Experts in karst topography said water pollution is a grave concern.
“The farm is on porous karst geology, therefore seepage into underground water is also nearly certain,” the BRWA said.
“The conclusion that C&H is not located on karst and that groundwater and surface water contamination is not imminent is absolutely based on flawed science,” nationally recognized karst expert Dr. John Van Brahana said. “Data collected over the past two years by my team and submitted to the agencies puts the likelihood of swine waste from C&H Hog Farms finding its way into the Buffalo National River at 95 percent. These data were completely ignored, as were similar comments from noted hydrologist Thomas Aley, and the opinions of the National Park Service and U.S. Geological Survey. We have all concluded that the C&H swine operation may have significant adverse impacts, which requires that a full Environmental Impact Statement be prepared.”

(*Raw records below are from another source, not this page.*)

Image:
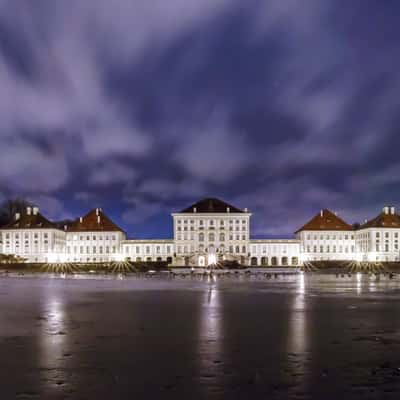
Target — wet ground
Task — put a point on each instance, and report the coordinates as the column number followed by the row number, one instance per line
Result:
column 299, row 337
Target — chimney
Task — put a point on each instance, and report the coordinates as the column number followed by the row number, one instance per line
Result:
column 386, row 210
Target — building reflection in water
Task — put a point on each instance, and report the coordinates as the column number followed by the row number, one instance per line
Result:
column 298, row 335
column 52, row 344
column 210, row 336
column 358, row 278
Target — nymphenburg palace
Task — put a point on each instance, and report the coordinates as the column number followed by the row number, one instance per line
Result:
column 205, row 233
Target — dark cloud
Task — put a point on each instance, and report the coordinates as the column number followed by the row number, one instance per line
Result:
column 283, row 106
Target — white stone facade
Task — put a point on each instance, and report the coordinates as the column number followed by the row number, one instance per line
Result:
column 201, row 238
column 327, row 245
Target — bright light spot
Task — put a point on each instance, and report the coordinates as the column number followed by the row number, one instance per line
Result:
column 212, row 259
column 56, row 258
column 119, row 257
column 358, row 276
column 302, row 285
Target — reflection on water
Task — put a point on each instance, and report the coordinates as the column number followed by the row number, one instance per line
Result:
column 298, row 335
column 358, row 277
column 52, row 343
column 210, row 334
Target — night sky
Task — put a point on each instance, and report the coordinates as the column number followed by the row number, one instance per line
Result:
column 143, row 107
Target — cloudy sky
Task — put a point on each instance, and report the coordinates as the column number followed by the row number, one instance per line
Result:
column 143, row 107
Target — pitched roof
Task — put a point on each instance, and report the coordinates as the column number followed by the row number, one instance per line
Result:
column 326, row 220
column 94, row 220
column 211, row 205
column 386, row 219
column 30, row 221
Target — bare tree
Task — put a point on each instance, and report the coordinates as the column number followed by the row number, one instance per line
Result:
column 9, row 207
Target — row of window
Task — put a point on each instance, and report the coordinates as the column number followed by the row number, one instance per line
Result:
column 328, row 249
column 90, row 249
column 270, row 249
column 92, row 237
column 211, row 237
column 26, row 235
column 186, row 228
column 329, row 237
column 211, row 222
column 138, row 249
column 232, row 249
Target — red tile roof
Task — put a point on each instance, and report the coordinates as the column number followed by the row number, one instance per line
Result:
column 30, row 221
column 383, row 220
column 211, row 205
column 94, row 220
column 326, row 220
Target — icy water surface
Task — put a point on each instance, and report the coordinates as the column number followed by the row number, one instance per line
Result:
column 311, row 336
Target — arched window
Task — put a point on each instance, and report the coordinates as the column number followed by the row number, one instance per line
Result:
column 264, row 261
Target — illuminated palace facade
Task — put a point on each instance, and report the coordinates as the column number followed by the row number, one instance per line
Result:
column 208, row 232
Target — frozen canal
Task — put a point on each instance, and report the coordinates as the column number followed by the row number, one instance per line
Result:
column 310, row 336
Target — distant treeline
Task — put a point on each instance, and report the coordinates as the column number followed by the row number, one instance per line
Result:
column 9, row 207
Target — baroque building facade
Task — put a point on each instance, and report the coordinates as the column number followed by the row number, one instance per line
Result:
column 208, row 232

Although disappointing, supporters of the Buffalo River said the FONSI is not unexpected.
“The science used was cherry picked, ignoring anything that did not support the preordained conclusion,” Jack Stewart, vice president BRWA said. “More than fifteen thousand citizens, some of whom were scientists, submitted comments. All of that was ignored. To give you just one example of the inadequacies, there is ample evidence that C&H is built on topography that resembles Swiss cheese – a formation geologists call karst. Yet this finding never acknowledges the obvious fact.”
BRWA members are concerned about potential human health effects.
“People swim, fish, and paddle in the Buffalo River, and may be subject to contact with untreated swine waste,” Dane Schumacher, BRWA board member said. “Well water that people drink may become affected. By denying scientific evidence of karst beneath the C&H operations, SBA and FSA have opened the doors for a wide range of water quality issues likely to be ahead of us. Our coalition remains very concerned about the unprecedented number of pigs, and the amount of pig waste, that has entered the Buffalo River watershed.”
The decision means these agencies have failed to meet their obligations under the law, according to Hannah Chang, attorney with Earthjustice, the public interest environmental law firm that represented the coalition in court. “The likelihood of significant environmental harm to America’s first national river mandates a full Environmental Impact Statement, not a finding of no impact that ignores clear data and hard science,” Chang said. “With so much at risk, we are compelled to consider our next options for legal action.”
It is estimated that 1.3 million people visited the Buffalo National River in 2014 and contributed $65 million to the local economy. Chang said by disputing that seepage of swine waste collected in C&H’s two waste storage ponds and sprayed onto fields will enter a karst system and ultimately flow into the Buffalo National River, the final FONSI erroneously downplays the potential impact of C&H on Arkansas’s tourism economy.
BRWA President Gordon Watkins said federal agencies ignored any data that didn’t agree with the decision upholding the federal loan guarantees. Watkins said the group would move ahead continuing to find legal avenues to stop the hog pollution from adversely impacting the Buffalo River and the people who recreate in it.
“We are discussing the best use of our resources at this stage of the game,” Watkins said. “We have filed a formal complaint with the Arkansas Department of Environmental Quality against actual issuance of permit. We are asking ADEQ to reopen the permit and allow the public to comment in full like we should have been allowed to do in the first place. We are moving ahead looking for ways we can actually challenge the permit itself. We have to exhaust all avenues as this thing moves along through the legal system.”